"People have their reasons to think what they do. [We taught how to] draw people out and make sure they are heard," he said. "All of us like to be listened to."
The Human Rights Campaign's Groves said she was impressed by the lengths these campaigns went to reach deep into faith communities. As a veteran of the same-sex marriage fight, Graves was there when the movement struggled with this sort of outreach.
"It makes sense that we would have made some mistakes around that," Groves said. "LGBT people have been harmed by the church."
Perhaps the biggest mistake was around the gay marriage ban in California, known as Proposition 8.
Prop 8 mistakes
Debra Peevey was faith-based field organizer in Southern California during the fight against the Proposition 8 ballot initiative in 2008.
One reason she and her fellow gay rights activists lost that campaign was the way the religious conversation played out. The Church of Jesus Christ of Latter-day Saints, the Mormons, along with the Roman Catholic Church actively campaigned for Prop 8. That framed the fight as one between secularists and believers.
"There was a resistance in engaging faith community," Groves said. "We kind of let the religious right define the space for us and that was a real learning that we got from that."
While religious organizations were pouring in money and manpower, said GLAAD's Murray, anti-Prop. 8 opponents were apprehensive in reaching out to religious allies and ineffective at building enthusiasm from sympathetic religious communities and leaders.
Both Murray and Groves describe the post-Prop 8 reflection period as a "turning point" for the gay-rights community that gave rise to this year's intense faith-based organizing.

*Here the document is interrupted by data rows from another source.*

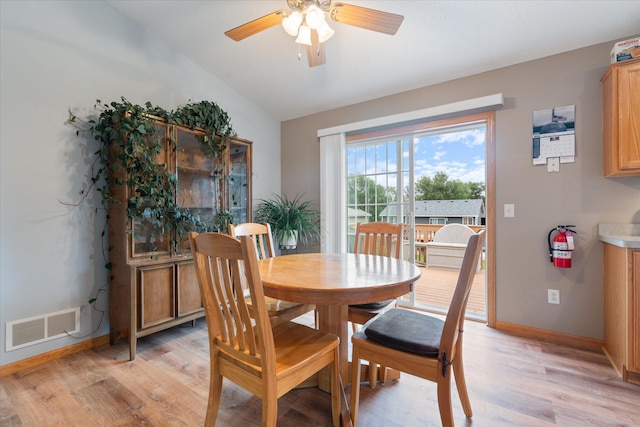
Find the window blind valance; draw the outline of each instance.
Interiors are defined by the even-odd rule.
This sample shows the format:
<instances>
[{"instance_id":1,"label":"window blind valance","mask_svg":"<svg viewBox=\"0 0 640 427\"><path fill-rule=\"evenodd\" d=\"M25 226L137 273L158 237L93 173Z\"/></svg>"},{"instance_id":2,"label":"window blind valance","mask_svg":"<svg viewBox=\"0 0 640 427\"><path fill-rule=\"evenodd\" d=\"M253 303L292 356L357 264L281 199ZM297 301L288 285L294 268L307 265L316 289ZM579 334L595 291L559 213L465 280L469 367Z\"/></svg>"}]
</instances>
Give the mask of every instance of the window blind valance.
<instances>
[{"instance_id":1,"label":"window blind valance","mask_svg":"<svg viewBox=\"0 0 640 427\"><path fill-rule=\"evenodd\" d=\"M344 133L355 135L363 132L381 131L384 129L398 128L402 126L415 126L434 120L450 118L458 115L471 115L486 111L495 111L504 105L502 93L452 102L450 104L437 105L422 110L409 111L407 113L393 114L375 119L362 120L318 130L318 137Z\"/></svg>"}]
</instances>

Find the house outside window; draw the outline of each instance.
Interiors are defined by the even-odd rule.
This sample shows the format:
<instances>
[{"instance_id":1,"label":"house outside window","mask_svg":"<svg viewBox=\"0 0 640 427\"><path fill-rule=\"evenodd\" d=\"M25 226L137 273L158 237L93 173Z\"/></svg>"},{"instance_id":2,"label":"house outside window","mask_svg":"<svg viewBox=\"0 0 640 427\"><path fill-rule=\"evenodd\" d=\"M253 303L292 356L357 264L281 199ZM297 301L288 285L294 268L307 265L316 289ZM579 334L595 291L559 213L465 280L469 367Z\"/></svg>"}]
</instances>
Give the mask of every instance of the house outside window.
<instances>
[{"instance_id":1,"label":"house outside window","mask_svg":"<svg viewBox=\"0 0 640 427\"><path fill-rule=\"evenodd\" d=\"M447 218L429 218L429 224L432 225L445 225Z\"/></svg>"}]
</instances>

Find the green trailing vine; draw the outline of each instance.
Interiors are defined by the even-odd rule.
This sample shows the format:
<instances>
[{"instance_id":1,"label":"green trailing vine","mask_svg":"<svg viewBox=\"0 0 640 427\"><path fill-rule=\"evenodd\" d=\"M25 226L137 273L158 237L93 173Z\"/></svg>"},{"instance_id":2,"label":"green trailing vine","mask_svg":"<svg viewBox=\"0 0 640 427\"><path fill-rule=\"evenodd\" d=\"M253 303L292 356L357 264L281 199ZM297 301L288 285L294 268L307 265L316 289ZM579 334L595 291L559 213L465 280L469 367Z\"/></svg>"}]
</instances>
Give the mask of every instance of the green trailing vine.
<instances>
[{"instance_id":1,"label":"green trailing vine","mask_svg":"<svg viewBox=\"0 0 640 427\"><path fill-rule=\"evenodd\" d=\"M215 159L214 174L220 177L225 170L224 154L227 144L235 135L230 118L224 110L213 102L200 101L187 103L174 111L166 111L150 102L144 106L135 105L124 97L120 102L113 101L108 104L97 100L94 107L101 110L96 120L82 120L71 110L68 119L68 122L76 127L76 135L88 132L99 143L91 166L91 184L81 192L82 198L78 203L60 203L79 206L89 196L91 189L95 188L101 196L103 208L107 211L107 223L101 234L104 238L109 222L109 206L119 203L112 196L112 186L126 186L129 190L129 198L126 201L127 225L130 225L129 222L133 218L144 217L153 229L162 234L174 230L176 240L172 241L173 248L177 246L177 241L191 230L227 232L227 225L233 221L233 217L226 207L219 206L213 222L207 224L198 213L192 213L188 208L178 204L177 177L171 168L157 161L164 148L165 136L158 135L158 127L155 126L155 123L160 121L200 131L196 137L205 156ZM79 122L82 125L79 125ZM177 148L173 138L170 138L169 144L169 150ZM110 281L112 264L108 256L105 253L103 255ZM96 304L106 286L101 286L88 301L94 310L101 313L96 329L84 336L75 336L67 332L69 336L83 338L100 328L105 310L97 308Z\"/></svg>"},{"instance_id":2,"label":"green trailing vine","mask_svg":"<svg viewBox=\"0 0 640 427\"><path fill-rule=\"evenodd\" d=\"M110 204L118 203L111 195L111 186L126 186L129 190L128 221L144 217L154 230L161 233L175 231L177 239L191 230L223 231L221 223L226 219L227 210L220 210L219 220L207 224L197 213L178 204L177 177L167 165L157 161L165 139L164 134L158 135L155 122L201 131L197 138L203 152L206 157L216 159L215 173L221 176L225 149L229 139L235 135L224 110L213 102L200 101L166 111L150 102L144 106L135 105L124 97L120 102L108 104L98 100L96 107L101 108L99 118L86 121L88 128L82 130L88 131L100 143L95 153L97 158L92 168L91 185L101 195L102 205L107 210ZM69 111L69 122L75 124L78 121ZM174 144L170 150L176 148L176 141L171 139L169 143ZM84 197L87 195L88 191ZM175 247L176 242L172 243Z\"/></svg>"}]
</instances>

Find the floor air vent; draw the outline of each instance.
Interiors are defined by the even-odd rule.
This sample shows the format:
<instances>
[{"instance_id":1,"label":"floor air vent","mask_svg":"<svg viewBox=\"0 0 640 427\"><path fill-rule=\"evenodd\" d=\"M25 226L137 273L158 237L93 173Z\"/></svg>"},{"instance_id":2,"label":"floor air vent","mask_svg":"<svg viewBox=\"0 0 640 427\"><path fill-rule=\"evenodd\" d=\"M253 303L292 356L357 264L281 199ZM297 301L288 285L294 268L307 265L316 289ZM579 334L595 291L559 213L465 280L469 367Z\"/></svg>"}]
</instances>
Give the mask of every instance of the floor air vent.
<instances>
[{"instance_id":1,"label":"floor air vent","mask_svg":"<svg viewBox=\"0 0 640 427\"><path fill-rule=\"evenodd\" d=\"M80 330L80 307L7 322L7 349L16 350ZM65 332L66 331L66 332Z\"/></svg>"}]
</instances>

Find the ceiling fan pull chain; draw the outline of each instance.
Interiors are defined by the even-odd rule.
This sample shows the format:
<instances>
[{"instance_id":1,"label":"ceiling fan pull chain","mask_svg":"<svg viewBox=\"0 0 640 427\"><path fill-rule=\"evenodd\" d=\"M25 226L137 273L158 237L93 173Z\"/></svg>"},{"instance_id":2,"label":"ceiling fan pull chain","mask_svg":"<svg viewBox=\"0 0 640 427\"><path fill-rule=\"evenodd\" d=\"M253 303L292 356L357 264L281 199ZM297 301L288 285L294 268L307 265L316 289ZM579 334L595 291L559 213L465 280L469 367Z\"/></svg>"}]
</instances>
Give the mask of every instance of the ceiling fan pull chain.
<instances>
[{"instance_id":1,"label":"ceiling fan pull chain","mask_svg":"<svg viewBox=\"0 0 640 427\"><path fill-rule=\"evenodd\" d=\"M302 61L302 51L300 50L302 47L301 44L298 44L298 61Z\"/></svg>"}]
</instances>

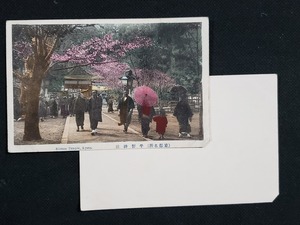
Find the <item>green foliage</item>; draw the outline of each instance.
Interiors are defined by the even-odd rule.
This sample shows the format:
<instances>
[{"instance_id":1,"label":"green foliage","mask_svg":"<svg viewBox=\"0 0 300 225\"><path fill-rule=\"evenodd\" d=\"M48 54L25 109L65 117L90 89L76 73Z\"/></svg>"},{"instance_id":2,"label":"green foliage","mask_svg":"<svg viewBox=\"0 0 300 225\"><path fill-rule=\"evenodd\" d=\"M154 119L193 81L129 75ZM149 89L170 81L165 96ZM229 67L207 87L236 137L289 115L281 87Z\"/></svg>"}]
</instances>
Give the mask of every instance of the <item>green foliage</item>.
<instances>
[{"instance_id":1,"label":"green foliage","mask_svg":"<svg viewBox=\"0 0 300 225\"><path fill-rule=\"evenodd\" d=\"M126 60L133 68L157 69L170 74L177 84L191 94L199 93L202 77L200 25L195 23L162 23L123 28L122 36L143 34L153 39L153 45L137 49Z\"/></svg>"}]
</instances>

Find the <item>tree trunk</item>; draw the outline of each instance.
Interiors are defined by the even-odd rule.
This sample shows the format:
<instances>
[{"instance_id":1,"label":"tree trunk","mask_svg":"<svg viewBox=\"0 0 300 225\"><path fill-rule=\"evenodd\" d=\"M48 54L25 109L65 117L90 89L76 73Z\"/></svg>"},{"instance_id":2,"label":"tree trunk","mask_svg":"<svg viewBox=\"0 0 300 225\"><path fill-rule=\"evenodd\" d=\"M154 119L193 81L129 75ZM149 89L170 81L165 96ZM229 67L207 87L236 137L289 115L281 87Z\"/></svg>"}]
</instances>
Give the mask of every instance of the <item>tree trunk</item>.
<instances>
[{"instance_id":1,"label":"tree trunk","mask_svg":"<svg viewBox=\"0 0 300 225\"><path fill-rule=\"evenodd\" d=\"M26 114L26 99L26 86L22 83L20 93L21 116Z\"/></svg>"},{"instance_id":2,"label":"tree trunk","mask_svg":"<svg viewBox=\"0 0 300 225\"><path fill-rule=\"evenodd\" d=\"M41 76L36 77L33 75L33 77L35 79L32 79L31 86L26 91L27 104L23 141L42 139L39 129L39 95L42 79Z\"/></svg>"}]
</instances>

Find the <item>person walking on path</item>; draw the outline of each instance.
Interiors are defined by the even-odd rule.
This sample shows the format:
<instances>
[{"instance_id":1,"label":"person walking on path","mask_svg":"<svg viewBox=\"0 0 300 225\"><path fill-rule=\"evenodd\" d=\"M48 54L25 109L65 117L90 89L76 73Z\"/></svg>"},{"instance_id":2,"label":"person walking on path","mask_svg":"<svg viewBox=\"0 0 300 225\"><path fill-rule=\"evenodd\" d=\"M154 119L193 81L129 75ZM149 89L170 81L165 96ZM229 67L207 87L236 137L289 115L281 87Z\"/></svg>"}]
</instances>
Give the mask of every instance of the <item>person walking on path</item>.
<instances>
[{"instance_id":1,"label":"person walking on path","mask_svg":"<svg viewBox=\"0 0 300 225\"><path fill-rule=\"evenodd\" d=\"M191 137L191 125L193 112L188 103L187 95L182 95L180 101L174 109L173 115L177 118L179 123L179 137Z\"/></svg>"},{"instance_id":2,"label":"person walking on path","mask_svg":"<svg viewBox=\"0 0 300 225\"><path fill-rule=\"evenodd\" d=\"M56 118L58 116L57 102L54 97L50 99L50 117Z\"/></svg>"},{"instance_id":3,"label":"person walking on path","mask_svg":"<svg viewBox=\"0 0 300 225\"><path fill-rule=\"evenodd\" d=\"M141 130L143 137L148 137L148 132L150 130L150 123L153 116L155 115L155 110L153 106L138 105L139 120L141 123Z\"/></svg>"},{"instance_id":4,"label":"person walking on path","mask_svg":"<svg viewBox=\"0 0 300 225\"><path fill-rule=\"evenodd\" d=\"M131 122L132 112L135 108L133 99L128 95L127 91L124 91L123 97L120 99L118 104L120 123L119 126L124 125L124 132L127 133L129 124Z\"/></svg>"},{"instance_id":5,"label":"person walking on path","mask_svg":"<svg viewBox=\"0 0 300 225\"><path fill-rule=\"evenodd\" d=\"M108 98L107 104L108 104L107 112L113 113L114 112L114 108L113 108L114 99L113 99L113 97Z\"/></svg>"},{"instance_id":6,"label":"person walking on path","mask_svg":"<svg viewBox=\"0 0 300 225\"><path fill-rule=\"evenodd\" d=\"M74 114L75 114L75 120L77 125L77 130L79 131L79 127L81 127L81 130L84 130L84 112L86 110L86 101L82 97L82 94L79 93L78 97L74 101Z\"/></svg>"},{"instance_id":7,"label":"person walking on path","mask_svg":"<svg viewBox=\"0 0 300 225\"><path fill-rule=\"evenodd\" d=\"M46 116L47 116L47 106L45 103L45 99L41 97L39 101L39 117L41 122L44 122Z\"/></svg>"},{"instance_id":8,"label":"person walking on path","mask_svg":"<svg viewBox=\"0 0 300 225\"><path fill-rule=\"evenodd\" d=\"M68 99L67 96L64 96L60 100L60 114L63 118L66 118L69 114L68 112Z\"/></svg>"},{"instance_id":9,"label":"person walking on path","mask_svg":"<svg viewBox=\"0 0 300 225\"><path fill-rule=\"evenodd\" d=\"M156 132L159 134L159 140L163 140L166 132L168 119L166 117L166 111L160 108L159 115L153 117L153 121L156 122Z\"/></svg>"},{"instance_id":10,"label":"person walking on path","mask_svg":"<svg viewBox=\"0 0 300 225\"><path fill-rule=\"evenodd\" d=\"M102 122L102 97L97 95L97 91L92 92L92 97L88 102L88 112L90 115L91 135L95 135L98 122Z\"/></svg>"},{"instance_id":11,"label":"person walking on path","mask_svg":"<svg viewBox=\"0 0 300 225\"><path fill-rule=\"evenodd\" d=\"M71 95L71 97L69 98L69 102L68 102L70 117L74 116L74 103L75 103L75 97L74 97L74 95Z\"/></svg>"}]
</instances>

Now, Peevey said, there's no going back: "I can't imagine that we will ever have a LGBT campaign where faith was not a part of the team."
At pro-same-sex marriage organizations like GLAAD, Murray said conversations are turning to where the next gay marriage fights will happen.
"It is really hard to tell where this is going to come up again," said Murray, adding that the next attempts to block or legalize gay marriage may happen legislatively in some states, as opposed to via ballot initiative.
He said gay rights groups want to tap into the Lutheran networks in Colorado, Illinois and Oregon early, to ensure that their LGBT outreach is well established by the time any ballot initiative or legislative efforts formally get under way.
By the time that happens, the gay rights community has learned, it may already be too late to frame the faith conversation around gay marriage.